Wobei ich mich wundere, dass mir die Schlusszeile keinerlei Fragen oder Rüffel seitens der Kommentatorinnen einbringt.

Gerade die Schlusszeile ist doch der Clou - den man ja mit Fug und Recht (hach - immer schon wollte ich diese Wendung auch mal verwenden: mit Fug und Recht -) ebensogut auf den scheinbar ungenießbaren Quitterich anwenden könnte wie auf die erst nach dem Garen Holde.

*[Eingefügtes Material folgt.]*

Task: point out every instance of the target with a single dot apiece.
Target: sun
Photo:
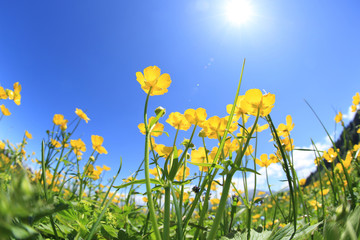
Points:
(239, 12)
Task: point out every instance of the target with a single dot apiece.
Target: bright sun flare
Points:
(238, 12)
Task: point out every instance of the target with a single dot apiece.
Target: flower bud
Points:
(160, 110)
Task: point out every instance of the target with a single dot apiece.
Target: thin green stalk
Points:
(287, 170)
(166, 232)
(178, 214)
(147, 174)
(353, 197)
(45, 187)
(221, 207)
(272, 196)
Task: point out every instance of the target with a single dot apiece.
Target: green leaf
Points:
(207, 165)
(243, 169)
(108, 231)
(253, 235)
(141, 181)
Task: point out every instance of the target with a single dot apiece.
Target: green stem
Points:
(221, 208)
(147, 174)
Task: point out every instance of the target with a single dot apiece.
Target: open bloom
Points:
(3, 94)
(154, 81)
(82, 115)
(17, 96)
(197, 116)
(284, 130)
(215, 126)
(264, 160)
(59, 120)
(178, 121)
(28, 135)
(199, 156)
(356, 99)
(338, 117)
(330, 155)
(97, 144)
(157, 130)
(4, 110)
(254, 101)
(55, 143)
(181, 175)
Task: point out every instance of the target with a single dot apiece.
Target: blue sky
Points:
(84, 54)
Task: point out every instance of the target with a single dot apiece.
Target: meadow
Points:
(65, 196)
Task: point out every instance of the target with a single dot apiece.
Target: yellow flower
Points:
(4, 110)
(249, 150)
(264, 161)
(317, 161)
(284, 130)
(82, 115)
(338, 117)
(353, 108)
(288, 144)
(197, 116)
(154, 172)
(152, 79)
(157, 130)
(28, 135)
(259, 128)
(129, 179)
(180, 174)
(199, 156)
(302, 182)
(178, 121)
(325, 191)
(59, 120)
(185, 196)
(348, 159)
(213, 186)
(3, 94)
(165, 151)
(78, 147)
(97, 142)
(215, 126)
(254, 101)
(273, 158)
(330, 155)
(230, 146)
(106, 168)
(356, 99)
(239, 109)
(55, 143)
(17, 96)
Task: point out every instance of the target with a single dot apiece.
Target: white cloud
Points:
(304, 160)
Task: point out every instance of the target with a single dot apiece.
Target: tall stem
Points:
(147, 174)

Obwohl... manches Mal mag jener denn doch arg viel Mühe machen, bevor er endlich süß würde, so dass man wünschte, der Besagte und Besungene wäre ein klein wenig mehr Apfel, oder wenigstens Apfelsine - und ein bisschen weniger Quitterich ...
;)
Nee, stimmt schon, es ist ja DIE Quitte. Eindeutig. Auch wenn sie einen Bart hat.
Dann käme es - bevor ich auf die frauenrechtlerichterliche Barrikade stiege - mir zumindest im Einzelfall drauf an, was derjenige, der sie garen möchte, unter GAREN versteht... Und solange ich das nur ahne - und zu Gunsten halte, denn ich ahne nichts Übles außer Hitze und Zucker und freundliche, zeitaufwändige Zuwendung -, bleibe ich unten, die Barrikade interessiert mich dann weniger als der Genuss einer Quitte, wenn sie, naja, genossen wird. Oder so. Überlassen wir die Politik der Politik und das andere dem anderen, Zwischenmenschlichen. Auch wenn das weiter oben in der Politik gerne anders gesehen wird, weil dort der zwischenmenschliche Bereich quasi notgedrungen zu kurz kommt und die amtierende Jungenministerin aus unerfindlichen Gründen die alte Unterwerfungs-Maschine als Themenfeld wieder aus der Mottenkiste gekramt hat, um es den altbackenen Feministinnen noch mal so richtig, auweia, zu zeigen, als hätte sie da noch ein Hühnchen mit irgendjemandem zu rupfen - und überdies noch nie Quitten gekocht! Eigentlich empörend - für eine Kleinfamilienministerin)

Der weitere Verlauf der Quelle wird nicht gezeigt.